RE: Yahoo! Lessons Learned

["Roeland M.J. Meyer" <rmeyer () mhsc com>]

> From: owner-nanog () merit edu [mailto:owner-nanog () merit edu]On Behalf Of
> Sean Donelan
> Sent: Tuesday, February 08, 2000 3:26 AM
>
> As much as I enjoy finding out about Yahoo & GlobalCenter issues by
> reading the newswires, I wonder if there are any lessons we can learn
> from these events.  Or was this not big enough to get attention of
> upper management?

I doubt if upper management could have done anything about it. AFAICT, Yahoo
was not compromised directly. Reports that I have seen, and some of them are
hearsay, indicated that this is one of the very first of a distributed DOS
attack. One that CERT recent;ly warned us about.

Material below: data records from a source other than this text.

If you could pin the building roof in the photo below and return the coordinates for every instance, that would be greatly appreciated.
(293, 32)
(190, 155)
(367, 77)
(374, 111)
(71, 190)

http://www.cert.org/advisories/CA-2000-01.html

> Was there something Yahoo!, GlobalCeneter or other providers could
> have done, either individually or in cooperation, to prevent the problem?
>
> Likewise, could they, individually or in cooperation with other providers,
> have shortened the duration or severity by doing something different?

highly unlikely.

> And finally, would they be more successfull in tracking the source the
> the problem by doing something different?

The only defense I can think of is to prevent other systems from being
"owned". This takes a tightly cooperative environment. We don't have this.
At best, we have a loosely co-operative anarchy, with none of the big
entities playing together consistently. Evenso, this may not be possible.